Thursday , 28 March 2024

Activist’s Forced Psychiatric Detention Continues, But Under Whose Orders?

Radiofarda – The case of a prominent Iranian teachers’ rights activist who was abducted last month and found October 23 detained against his will in a psychiatric hospital is still shrouded in mystery.

No authority has claimed responsibility for the continued forced hospitalization of Hashem Khastar, a former teacher at the Agriculture Technical High School in Mashhad and head of the Mashhad Teachers Union. The Justice Department, Intelligence Ministry, and the Islamic Revolutionary Guards Corps (IRGC) intelligence apparatus have categorically denied any involvement in Khastar’s detention at the psychiatric facility in Mashhad, and hospital staff are not providing any information.

Khastar’s wife, Sediqhe Malekifar, told Radio Farda that her husband does not suffer from any mental or physical illness. He is, however, an outspoken teachers’ rights activist and critic of Supreme Leader Ayatollah Ali Khamenei. In a January 2018 op-ed for Iran Kargar, an Iranian pro-union group operating outside the country, Khastar called Khamenei a dictator.

A former Iranian students’ rights activist who currently lives in exile near Washington, D.C., Ali Afshari, believes Khastar’s forced hospitalization is punishment for his vociferous defense of teachers’ rights in Iran.

In an op-ed for Radio Farda, Afshari argued that since repeated long prison terms have failed to deter Khastar’s activism on behalf of teachers and students, the Islamic Republic’s authorities decided instead to try humiliating him with punitive psychiatric detention.

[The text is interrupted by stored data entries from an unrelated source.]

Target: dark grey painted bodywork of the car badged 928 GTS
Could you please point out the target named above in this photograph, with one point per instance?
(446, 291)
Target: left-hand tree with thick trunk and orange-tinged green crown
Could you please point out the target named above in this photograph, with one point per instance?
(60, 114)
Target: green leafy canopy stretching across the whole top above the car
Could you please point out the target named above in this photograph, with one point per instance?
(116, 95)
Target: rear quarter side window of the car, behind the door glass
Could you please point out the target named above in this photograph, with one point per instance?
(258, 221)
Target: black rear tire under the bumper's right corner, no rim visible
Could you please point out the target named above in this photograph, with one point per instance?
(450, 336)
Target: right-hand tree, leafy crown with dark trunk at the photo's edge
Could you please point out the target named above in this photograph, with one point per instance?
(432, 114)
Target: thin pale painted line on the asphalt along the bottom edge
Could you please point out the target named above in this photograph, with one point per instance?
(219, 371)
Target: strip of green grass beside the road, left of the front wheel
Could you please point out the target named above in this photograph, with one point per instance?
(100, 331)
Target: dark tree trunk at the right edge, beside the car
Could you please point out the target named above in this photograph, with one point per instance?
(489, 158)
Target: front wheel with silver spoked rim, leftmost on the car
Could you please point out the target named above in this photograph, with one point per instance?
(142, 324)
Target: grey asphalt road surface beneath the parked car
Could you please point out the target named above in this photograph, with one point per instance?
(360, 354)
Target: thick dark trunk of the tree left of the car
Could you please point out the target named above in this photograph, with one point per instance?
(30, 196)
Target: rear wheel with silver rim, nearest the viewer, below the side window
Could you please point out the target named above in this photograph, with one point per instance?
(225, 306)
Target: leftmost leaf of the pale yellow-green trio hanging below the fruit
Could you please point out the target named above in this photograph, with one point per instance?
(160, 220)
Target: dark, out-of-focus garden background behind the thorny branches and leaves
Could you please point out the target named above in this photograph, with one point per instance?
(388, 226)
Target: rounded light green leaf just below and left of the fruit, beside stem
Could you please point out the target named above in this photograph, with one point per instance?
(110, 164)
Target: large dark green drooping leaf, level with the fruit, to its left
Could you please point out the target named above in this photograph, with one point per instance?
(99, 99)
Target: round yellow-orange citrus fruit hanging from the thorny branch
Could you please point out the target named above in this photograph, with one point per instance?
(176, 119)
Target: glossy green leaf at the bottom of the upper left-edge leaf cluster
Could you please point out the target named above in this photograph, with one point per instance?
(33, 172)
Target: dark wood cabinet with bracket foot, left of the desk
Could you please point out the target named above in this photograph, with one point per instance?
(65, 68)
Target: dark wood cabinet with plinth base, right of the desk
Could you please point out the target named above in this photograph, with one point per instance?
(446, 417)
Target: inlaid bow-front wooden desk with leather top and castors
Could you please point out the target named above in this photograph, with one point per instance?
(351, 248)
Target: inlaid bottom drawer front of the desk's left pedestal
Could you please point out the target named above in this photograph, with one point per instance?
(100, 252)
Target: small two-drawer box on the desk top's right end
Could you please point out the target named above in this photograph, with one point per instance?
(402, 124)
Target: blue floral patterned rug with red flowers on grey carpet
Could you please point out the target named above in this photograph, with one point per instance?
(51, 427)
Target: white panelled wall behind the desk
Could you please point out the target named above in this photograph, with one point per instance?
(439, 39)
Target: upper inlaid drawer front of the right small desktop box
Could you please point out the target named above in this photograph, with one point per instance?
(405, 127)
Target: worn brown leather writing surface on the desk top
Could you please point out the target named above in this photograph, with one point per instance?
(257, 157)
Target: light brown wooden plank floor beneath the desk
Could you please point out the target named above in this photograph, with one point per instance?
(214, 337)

Iranian teachers went on strike October 14 and 15, holding sit-ins at elementary and high schools across the country to demand better pay and conditions and an end to the detention of education activists. Khastar has been one of the most vocal supporters of the strikes and demonstrations.

Punitive psychiatric detention was a common tactic used against dissidents in the Soviet Union and Eastern Block countries, but it is unprecedented in Iran.

Khastar has been forced to take medication during his detention at the Ibn-e Sina and Dr. Hejazi Psychiatry Hospital, according to his wife, who said he was arrested by plainclothes men while tending a garden he maintains on the outskirts of Mashhad.

Iranian law requires an individual’s consent for mental health treatment unless their right of consent has been taken away by the National Medical Board or a judicial body, usually after being deemed mentally incapable of deciding on their treatment due to their illness.

However, the New York based Center for Human Rights in Iran (CHRI) said in a statement on Khastar’s case that, “Iranian law gives security forces and the judiciary the upper hand in all legal cases involving activists and other individuals targeted by Iran’s security establishment. It is also not known whether Khastar has been given access to a lawyer.”